Guan Xin, Yang Yusi, Li Xinru, Feng Yue, Li Jizhen, Li Xuewen
Department of Cardiology, Third Hospital of Shanxi Medical University, Shanxi Bethune Hospital, Shanxi Academy of Medical Sciences Tongji Shanxi Hospital, Taiyuan, China.
Second School of Clinical Medicine, Shanxi Medical University, Taiyuan, China.
Front Pharmacol. 2024 Jul 17;15:1417951. doi: 10.3389/fphar.2024.1417951. eCollection 2024.

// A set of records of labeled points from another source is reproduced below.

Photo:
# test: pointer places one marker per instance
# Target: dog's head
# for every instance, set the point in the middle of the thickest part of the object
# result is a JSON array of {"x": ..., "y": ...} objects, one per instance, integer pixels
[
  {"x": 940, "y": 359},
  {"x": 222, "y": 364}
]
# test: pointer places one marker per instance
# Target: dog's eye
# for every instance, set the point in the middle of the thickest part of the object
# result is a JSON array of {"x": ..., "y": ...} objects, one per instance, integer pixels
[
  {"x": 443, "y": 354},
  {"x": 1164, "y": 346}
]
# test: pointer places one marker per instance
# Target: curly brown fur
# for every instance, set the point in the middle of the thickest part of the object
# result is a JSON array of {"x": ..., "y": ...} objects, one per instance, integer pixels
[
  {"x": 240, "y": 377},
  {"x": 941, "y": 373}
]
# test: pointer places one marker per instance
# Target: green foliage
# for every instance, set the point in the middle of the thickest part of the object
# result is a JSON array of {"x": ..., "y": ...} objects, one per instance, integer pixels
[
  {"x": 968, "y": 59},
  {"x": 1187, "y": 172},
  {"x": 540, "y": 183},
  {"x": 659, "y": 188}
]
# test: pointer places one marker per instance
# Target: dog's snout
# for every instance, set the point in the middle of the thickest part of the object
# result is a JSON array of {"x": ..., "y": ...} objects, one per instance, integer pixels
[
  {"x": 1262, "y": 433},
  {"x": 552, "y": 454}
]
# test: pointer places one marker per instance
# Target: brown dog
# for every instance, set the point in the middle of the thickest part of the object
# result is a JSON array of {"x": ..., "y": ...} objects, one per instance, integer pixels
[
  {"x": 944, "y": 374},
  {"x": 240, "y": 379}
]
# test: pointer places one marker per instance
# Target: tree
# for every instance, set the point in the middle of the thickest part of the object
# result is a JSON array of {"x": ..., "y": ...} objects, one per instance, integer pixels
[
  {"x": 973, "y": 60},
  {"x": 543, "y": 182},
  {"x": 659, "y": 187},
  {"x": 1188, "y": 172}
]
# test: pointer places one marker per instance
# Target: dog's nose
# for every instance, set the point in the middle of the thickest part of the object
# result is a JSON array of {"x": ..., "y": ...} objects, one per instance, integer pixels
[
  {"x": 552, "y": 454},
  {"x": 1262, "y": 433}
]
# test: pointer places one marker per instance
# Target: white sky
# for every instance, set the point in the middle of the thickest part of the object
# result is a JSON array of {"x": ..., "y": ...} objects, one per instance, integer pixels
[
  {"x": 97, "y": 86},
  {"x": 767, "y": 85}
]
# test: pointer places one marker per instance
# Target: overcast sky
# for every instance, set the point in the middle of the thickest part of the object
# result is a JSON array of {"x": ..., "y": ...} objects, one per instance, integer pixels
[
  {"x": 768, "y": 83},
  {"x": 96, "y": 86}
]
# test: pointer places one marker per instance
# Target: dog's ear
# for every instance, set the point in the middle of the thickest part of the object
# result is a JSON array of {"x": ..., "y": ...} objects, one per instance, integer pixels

Eplerenone is approved for the treatment of hypertension as well as symptomatic heart failure with reduced ejection fraction (HFrEF) following an acute myocardial infarction. However, the adverse events (AEs) have not been systematically analyzed. The aim of this study was to identify adverse drug reactions (ADRs) related to eplerenone using the FDA Adverse Event Reporting System (FAERS) database. By identifying previously unreported AEs, the study could potentially contribute to updating the drug's label. In order to find significant AEs, four algorithms, including Reporting Odds Ratio (ROR), Proportional Reporting Ratio (PRR), Bayesian Confidence Propagation Neural Network (BCPNN) and Empirical Bayesian Geometric Mean (EBGM), were used to analyze the signal strength of the ADRs connected to eplerenone that were gathered from the FAERS database over the previous 20 years. From 2004Q1 to 2023Q4, a total of 20, 629, 811 reported cases were gathered from the FAERS database for this study. After processing the data and filtering, 1,874 case reports were analyzed. Of these cases, 1,070 AEs were identified, 128 of which were eplerenone-related ADRs. We investigated the occurrence of ADRs induced by eplerenone in 27 organ systems. Our study showed that the AEs listed in the medication's package insert correspond with those listed in the literature, including hyperkalemia and increased creatinine. Additionally, the prescription label for eplerenone does not include all system organ class (SOC) terms, like Vascular disorders, hepatobiliary Disorders, etc. The study used multiple algorithms to quantify the signal strength and then identified any previously unrecognized ADRs, further studies are needed to confirm the association of ADRs with eplerenone. The findings of this study may provide important insights into the safety profile of eplerenone, ensure that healthcare providers have up-to-date information about their potential risks and help guide them in the correct use of the drug.
依普利酮被批准用于治疗高血压以及急性心肌梗死后射血分数降低的有症状心力衰竭(HFrEF)。然而,尚未对不良事件(AE)进行系统分析。本研究的目的是使用美国食品药品监督管理局不良事件报告系统(FAERS)数据库识别与依普利酮相关的药物不良反应(ADR)。通过识别以前未报告的AE,该研究可能有助于更新药物标签。为了找到显著的AE,使用了四种算法,包括报告比值比(ROR)、比例报告比值比(PRR)、贝叶斯置信传播神经网络(BCPNN)和经验贝叶斯几何均值(EBGM),来分析从FAERS数据库中收集的过去20年里与依普利酮相关的ADR的信号强度。从2004年第一季度到2023年第四季度,本研究从FAERS数据库中总共收集了20629811例报告病例。在对数据进行处理和筛选后,分析了1874份病例报告。在这些病例中,识别出1070例AE,其中128例为依普利酮相关的ADR。我们调查了依普利酮在27个器官系统中引起的ADR的发生情况。我们的研究表明,药品说明书中列出的AE与文献中列出的一致,包括高钾血症和肌酐升高。此外,依普利酮的处方标签并未包括所有系统器官分类(SOC)术语,如血管疾病、肝胆疾病等。该研究使用多种算法来量化信号强度,然后识别任何以前未被认识到的ADR,需要进一步研究来确认ADR与依普利酮之间的关联。本研究的结果可能为依普利酮的安全性概况提供重要见解,确保医疗保健提供者了解其潜在风险的最新信息,并帮助指导他们正确使用该药物。